Following its world premiere at Intl. Film Festival Rotterdam earlier this week, where it continues to play to sold out screenings, Karoline Lyngbye’s “Superposition” is scaring viewers also outside the Netherlands, with TrustNordisk securing deals in Benelux with September Film Rights, in Poland with Mayfly, former Yugoslavia with Cinemania Group, and the CIS territories with Provzglyad – Vesta LLC.
“I am very interested in genre,” Lyngbye tells Variety at the Dutch festival. “Denmark has more of that drama tradition, but recently we have been opening up. I have always looked up to von Trier and Lynch, and I am a huge fan of [Robert Eggers’] ‘The Lighthouse.’ When you mix genre with a character-driven plot, you can get something special.”
In the film – produced by Amalie Lyngbo Quist for Beo Starling IVS – Stine and Teit decide to leave their comfortable city life. With their young son, they head straight to the Swedish woods where they are supposed to heal their relationship, marked by infidelity and mutual accusations. But when their child disappears in the forest, they discover they are not alone after all. They actually have neighbors, who look just like them.
“I thought it would be fun: you meet these people but they are not some horrible version of you. They are the same, only their circumstances are a little bit different. So what the hell are you supposed to do now?,” laughs Lyngbye.
“It’s a chance to look at your faults from the outside, but it can also be wonderful. Here’s someone who knows everything about you already, who accepts you completely and has the same problems. Who knows how much you actually hate your husband.”
Faced with a rather unusual doppelgänger issue, the couple – played by Marie Bach Hansen and “A Royal Affair’s” Mikkel Boe Følsgaard – needs to uncover their long-dormant issues.
“Maybe it’s the affair that makes this relationship what it is, maybe it’s something else. The thing is, they can’t get past it,” observes the director.
“They are so used to talking, expressing their every thought. It doesn’t really help them – they still don’t trust each other at all. But what if suddenly there is no baggage? What if you can see your spouse the way you used to before?”
Determined to create a sense of overwhelming dread, Lyngbye wasn’t interested in jump scares, she says, trying to find fear and suspense in “organic places.”
“We didn’t want it to be too effect-driven. It was important to keep it on this existential level, while still suggesting that something is seriously off.”
In the trailer, also shared with Variety, the pair’s ambitious plans to “find each other as a family and as a couple” quickly go down the drain.

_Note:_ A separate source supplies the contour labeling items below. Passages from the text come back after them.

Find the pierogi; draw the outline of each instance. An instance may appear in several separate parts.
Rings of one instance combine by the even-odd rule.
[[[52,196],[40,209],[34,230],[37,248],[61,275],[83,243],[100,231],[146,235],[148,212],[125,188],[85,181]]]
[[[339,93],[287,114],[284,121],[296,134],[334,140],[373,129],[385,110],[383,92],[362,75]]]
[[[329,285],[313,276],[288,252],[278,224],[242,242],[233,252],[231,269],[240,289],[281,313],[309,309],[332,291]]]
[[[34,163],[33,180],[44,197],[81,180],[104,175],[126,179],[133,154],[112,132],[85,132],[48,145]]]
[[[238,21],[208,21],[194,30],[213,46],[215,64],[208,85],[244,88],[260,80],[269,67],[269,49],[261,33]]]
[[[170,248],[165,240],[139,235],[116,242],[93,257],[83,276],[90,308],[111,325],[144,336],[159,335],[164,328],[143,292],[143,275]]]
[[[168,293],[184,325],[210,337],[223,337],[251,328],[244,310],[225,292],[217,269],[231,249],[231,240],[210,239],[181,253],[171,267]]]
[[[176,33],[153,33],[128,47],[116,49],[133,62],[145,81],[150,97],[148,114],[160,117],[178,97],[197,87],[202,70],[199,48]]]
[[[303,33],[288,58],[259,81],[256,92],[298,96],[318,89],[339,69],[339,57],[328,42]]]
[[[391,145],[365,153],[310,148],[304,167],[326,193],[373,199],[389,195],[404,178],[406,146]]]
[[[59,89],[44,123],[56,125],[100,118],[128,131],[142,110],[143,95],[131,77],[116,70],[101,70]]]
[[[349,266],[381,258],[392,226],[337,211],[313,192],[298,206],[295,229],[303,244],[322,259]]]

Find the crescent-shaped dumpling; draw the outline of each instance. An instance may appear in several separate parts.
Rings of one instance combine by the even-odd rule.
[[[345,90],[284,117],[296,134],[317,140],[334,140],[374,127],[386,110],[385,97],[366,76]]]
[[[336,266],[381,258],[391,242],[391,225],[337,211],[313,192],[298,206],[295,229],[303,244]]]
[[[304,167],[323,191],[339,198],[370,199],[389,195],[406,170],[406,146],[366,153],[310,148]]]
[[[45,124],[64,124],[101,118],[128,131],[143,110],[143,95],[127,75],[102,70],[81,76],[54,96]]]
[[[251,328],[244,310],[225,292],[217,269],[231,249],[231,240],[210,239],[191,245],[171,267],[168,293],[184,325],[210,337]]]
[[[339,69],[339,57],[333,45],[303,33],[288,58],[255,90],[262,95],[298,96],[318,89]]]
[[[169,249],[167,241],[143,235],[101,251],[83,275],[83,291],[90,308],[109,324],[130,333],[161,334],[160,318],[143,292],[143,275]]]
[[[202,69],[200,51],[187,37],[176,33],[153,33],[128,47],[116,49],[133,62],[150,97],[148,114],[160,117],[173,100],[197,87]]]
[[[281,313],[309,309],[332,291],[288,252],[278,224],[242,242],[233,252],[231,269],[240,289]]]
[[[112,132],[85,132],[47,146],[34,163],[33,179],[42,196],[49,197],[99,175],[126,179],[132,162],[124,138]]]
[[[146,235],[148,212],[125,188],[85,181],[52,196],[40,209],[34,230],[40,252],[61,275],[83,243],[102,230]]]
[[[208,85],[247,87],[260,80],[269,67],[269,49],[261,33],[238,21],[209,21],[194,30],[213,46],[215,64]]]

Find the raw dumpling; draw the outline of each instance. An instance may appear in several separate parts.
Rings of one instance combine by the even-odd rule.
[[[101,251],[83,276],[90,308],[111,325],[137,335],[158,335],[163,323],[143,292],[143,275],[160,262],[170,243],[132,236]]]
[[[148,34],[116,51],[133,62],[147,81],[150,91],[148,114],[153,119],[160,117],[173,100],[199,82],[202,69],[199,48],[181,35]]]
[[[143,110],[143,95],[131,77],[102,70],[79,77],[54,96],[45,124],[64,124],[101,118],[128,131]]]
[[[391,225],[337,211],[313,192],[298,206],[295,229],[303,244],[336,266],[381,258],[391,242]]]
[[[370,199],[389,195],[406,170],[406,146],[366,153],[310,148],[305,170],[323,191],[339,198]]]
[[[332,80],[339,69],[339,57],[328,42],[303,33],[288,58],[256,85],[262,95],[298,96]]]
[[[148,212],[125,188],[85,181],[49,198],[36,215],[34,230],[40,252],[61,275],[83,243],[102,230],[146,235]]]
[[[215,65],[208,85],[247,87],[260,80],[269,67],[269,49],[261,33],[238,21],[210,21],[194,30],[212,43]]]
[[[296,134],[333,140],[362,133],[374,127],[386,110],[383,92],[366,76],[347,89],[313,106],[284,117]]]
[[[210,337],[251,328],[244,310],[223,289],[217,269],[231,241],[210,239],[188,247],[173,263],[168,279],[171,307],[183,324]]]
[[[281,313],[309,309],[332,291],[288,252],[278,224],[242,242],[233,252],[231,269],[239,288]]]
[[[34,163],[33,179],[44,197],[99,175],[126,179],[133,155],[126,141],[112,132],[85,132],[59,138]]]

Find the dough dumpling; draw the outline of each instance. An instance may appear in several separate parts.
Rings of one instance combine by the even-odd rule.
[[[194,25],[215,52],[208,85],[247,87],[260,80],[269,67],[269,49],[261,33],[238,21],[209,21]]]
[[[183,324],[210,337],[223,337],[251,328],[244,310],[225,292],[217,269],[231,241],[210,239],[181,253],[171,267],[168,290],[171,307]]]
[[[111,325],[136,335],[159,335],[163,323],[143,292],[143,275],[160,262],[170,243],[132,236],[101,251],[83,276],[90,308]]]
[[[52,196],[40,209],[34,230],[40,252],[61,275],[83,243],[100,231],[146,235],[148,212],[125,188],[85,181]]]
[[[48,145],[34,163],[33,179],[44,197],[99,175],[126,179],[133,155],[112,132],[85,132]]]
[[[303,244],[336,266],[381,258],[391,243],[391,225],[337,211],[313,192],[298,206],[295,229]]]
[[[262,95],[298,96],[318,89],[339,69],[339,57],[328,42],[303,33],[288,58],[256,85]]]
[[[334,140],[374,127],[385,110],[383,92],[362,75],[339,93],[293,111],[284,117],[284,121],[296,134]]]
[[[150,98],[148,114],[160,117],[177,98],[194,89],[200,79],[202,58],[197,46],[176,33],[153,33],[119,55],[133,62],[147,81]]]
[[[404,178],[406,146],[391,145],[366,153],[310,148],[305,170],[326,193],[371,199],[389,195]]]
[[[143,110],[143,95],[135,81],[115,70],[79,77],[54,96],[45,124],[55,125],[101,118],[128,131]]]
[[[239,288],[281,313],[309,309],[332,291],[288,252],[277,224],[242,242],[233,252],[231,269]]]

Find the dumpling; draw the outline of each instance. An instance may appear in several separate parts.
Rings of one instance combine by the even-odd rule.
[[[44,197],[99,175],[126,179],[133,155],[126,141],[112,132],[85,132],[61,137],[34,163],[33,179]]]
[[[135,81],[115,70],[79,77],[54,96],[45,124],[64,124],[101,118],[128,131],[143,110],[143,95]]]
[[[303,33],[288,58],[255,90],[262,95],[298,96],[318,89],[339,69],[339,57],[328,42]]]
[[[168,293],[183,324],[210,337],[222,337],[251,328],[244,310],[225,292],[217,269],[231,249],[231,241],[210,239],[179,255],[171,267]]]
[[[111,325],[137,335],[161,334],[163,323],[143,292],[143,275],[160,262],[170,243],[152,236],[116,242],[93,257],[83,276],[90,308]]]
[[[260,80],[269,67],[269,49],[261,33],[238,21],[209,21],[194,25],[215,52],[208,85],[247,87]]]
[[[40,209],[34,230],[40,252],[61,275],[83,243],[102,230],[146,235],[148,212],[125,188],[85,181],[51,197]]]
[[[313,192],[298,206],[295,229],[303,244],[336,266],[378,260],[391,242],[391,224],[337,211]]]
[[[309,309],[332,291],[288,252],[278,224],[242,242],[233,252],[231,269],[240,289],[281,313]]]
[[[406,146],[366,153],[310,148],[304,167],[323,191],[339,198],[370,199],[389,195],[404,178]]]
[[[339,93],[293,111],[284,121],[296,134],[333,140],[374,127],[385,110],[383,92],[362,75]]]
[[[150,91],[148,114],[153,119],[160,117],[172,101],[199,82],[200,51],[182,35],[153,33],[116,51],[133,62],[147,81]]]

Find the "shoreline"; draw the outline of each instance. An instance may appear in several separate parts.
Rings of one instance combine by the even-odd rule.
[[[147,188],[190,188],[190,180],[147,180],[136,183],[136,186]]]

But while aware of their faults, Lyngbye didn’t want to mock her protagonists.
“I am these people. I see them everywhere I go,” she says. “I have a daughter, a boyfriend who is an artist. We have the exact same problems. At the same time, I know that we are privileged and spoiled – just like Stine and Teit.”

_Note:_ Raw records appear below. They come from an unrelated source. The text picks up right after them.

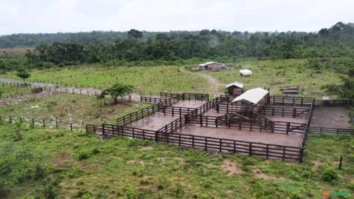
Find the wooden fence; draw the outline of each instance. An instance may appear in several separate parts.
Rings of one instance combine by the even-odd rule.
[[[175,99],[164,99],[159,97],[140,96],[141,102],[149,102],[151,104],[161,104],[167,106],[171,106],[178,102]]]
[[[354,135],[354,129],[310,126],[308,133]]]
[[[270,96],[268,104],[283,106],[311,106],[313,98],[286,96]]]
[[[191,146],[205,150],[218,150],[229,153],[239,153],[248,155],[257,155],[266,158],[274,158],[283,160],[297,160],[301,162],[303,158],[302,154],[304,153],[304,149],[301,147],[268,144],[194,135],[169,133],[163,131],[153,131],[106,124],[102,126],[87,124],[86,131],[88,133],[102,132],[102,134],[107,135],[118,135],[133,138],[134,139],[149,140],[178,146]]]
[[[144,108],[124,117],[118,118],[116,124],[117,125],[122,126],[138,122],[145,117],[153,115],[155,113],[158,112],[161,107],[162,107],[162,106],[158,104]]]
[[[348,100],[315,100],[315,106],[345,106],[349,104]]]
[[[259,110],[259,114],[268,116],[281,116],[288,117],[307,118],[310,113],[310,108],[307,107],[274,107],[265,106]]]
[[[160,93],[160,96],[162,98],[165,99],[175,99],[178,100],[201,100],[201,101],[209,101],[209,94],[201,94],[201,93]]]
[[[0,115],[0,122],[7,122],[11,124],[15,123],[21,123],[21,124],[27,124],[30,126],[39,126],[42,127],[50,127],[50,128],[55,128],[56,129],[59,129],[60,128],[65,128],[66,129],[70,129],[71,131],[74,129],[82,129],[84,126],[78,125],[77,124],[80,124],[80,122],[75,122],[74,121],[65,121],[62,119],[57,120],[45,120],[41,118],[27,118],[25,117],[19,117],[15,115],[10,115],[5,116]]]

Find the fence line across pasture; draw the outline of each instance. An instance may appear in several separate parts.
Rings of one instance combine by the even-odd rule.
[[[35,119],[35,118],[26,118],[19,116],[4,116],[0,115],[0,122],[6,122],[11,124],[19,122],[21,124],[28,124],[30,126],[39,126],[44,128],[45,127],[55,127],[56,129],[60,129],[60,127],[64,127],[65,129],[70,129],[71,131],[75,130],[82,130],[85,129],[85,124],[82,123],[81,125],[77,124],[80,122],[75,122],[73,120],[71,121],[63,121],[61,119],[59,120],[47,120],[44,119]]]
[[[218,150],[223,152],[240,153],[250,156],[257,155],[266,158],[275,158],[283,160],[301,161],[303,158],[301,155],[303,154],[304,149],[301,147],[194,135],[168,133],[165,131],[159,131],[160,130],[153,131],[106,124],[103,124],[101,126],[86,124],[86,127],[88,133],[102,133],[108,136],[122,136],[133,139],[149,140],[178,146],[204,149],[205,150]]]

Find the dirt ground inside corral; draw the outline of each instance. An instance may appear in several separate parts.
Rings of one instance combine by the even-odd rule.
[[[306,118],[288,117],[281,117],[281,116],[265,116],[265,117],[272,121],[294,122],[294,123],[301,123],[301,124],[306,123]]]
[[[201,100],[198,100],[198,101],[184,100],[184,101],[178,102],[178,103],[174,104],[172,106],[196,108],[205,103],[207,103],[207,102],[201,101]]]
[[[145,117],[136,122],[128,125],[128,126],[157,131],[166,126],[167,124],[172,122],[174,120],[177,120],[178,116],[165,115],[162,113],[155,113],[153,115]]]
[[[193,124],[187,124],[180,133],[290,146],[300,146],[302,142],[301,134],[285,135],[234,129],[200,127]]]
[[[315,107],[312,126],[350,129],[346,108],[344,106]]]

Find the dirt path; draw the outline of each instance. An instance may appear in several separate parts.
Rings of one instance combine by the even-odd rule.
[[[185,68],[180,68],[180,70],[183,73],[187,73],[189,74],[193,74],[194,75],[198,75],[199,77],[202,77],[207,79],[210,85],[210,91],[214,95],[214,97],[218,97],[221,94],[223,94],[222,92],[220,92],[220,88],[223,87],[224,85],[218,82],[218,80],[215,79],[213,77],[205,75],[205,74],[199,74],[197,73],[192,73],[190,71],[186,70]]]
[[[0,84],[8,84],[17,85],[17,84],[26,84],[31,88],[44,87],[49,90],[49,91],[55,92],[64,92],[70,93],[76,93],[86,95],[97,95],[101,93],[101,90],[93,88],[74,88],[74,87],[63,87],[60,86],[54,85],[48,83],[39,83],[39,82],[28,82],[24,81],[18,81],[9,79],[0,78]],[[21,96],[20,96],[21,97]],[[130,97],[131,100],[140,101],[140,95],[138,94],[131,94]],[[13,97],[14,98],[14,97]],[[15,97],[16,98],[16,97]],[[129,98],[129,95],[124,96],[123,99],[127,100]],[[10,99],[10,98],[8,98]]]

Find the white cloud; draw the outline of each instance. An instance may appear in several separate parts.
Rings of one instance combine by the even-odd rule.
[[[0,34],[120,30],[318,31],[354,19],[353,1],[0,0]]]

“I do feel for them, though, because they are also trying their best. We all keep thinking: ‘How can I be happy? How can I be fulfilled, in every aspect of my life, all the time?’ A lot of people, me included, are looking for ways to escape this constant pressure. And just be.”
Despite its mysterious setup, briefly explained in the story, Lyngbye wanted to keep things simple in “Superposition.”
“We talked a lot about how much we should uncover. At one point, they were supposed to have a quantum computer under the house,” she jokes.
“Then I realized it’s not important at all. It was nice to put the viewers and the characters in the same position: nobody knows what’s going on. But it’s really happening – it’s not just some crazy dream. I didn’t want to be too technical about it, so you have to enter this crazy universe and accept it for what it is.”
Encouraged by the film’s warm reception – at the time of writing, “Superposition” is still among the IFFR audience’s top 10 favorites – Lyngbye would like to continue playing with genre elements in her work.
“I would say this film is a combination of arthouse with something much more accessible, which I love, and I am interested in exploring that further. There is an audience for this.”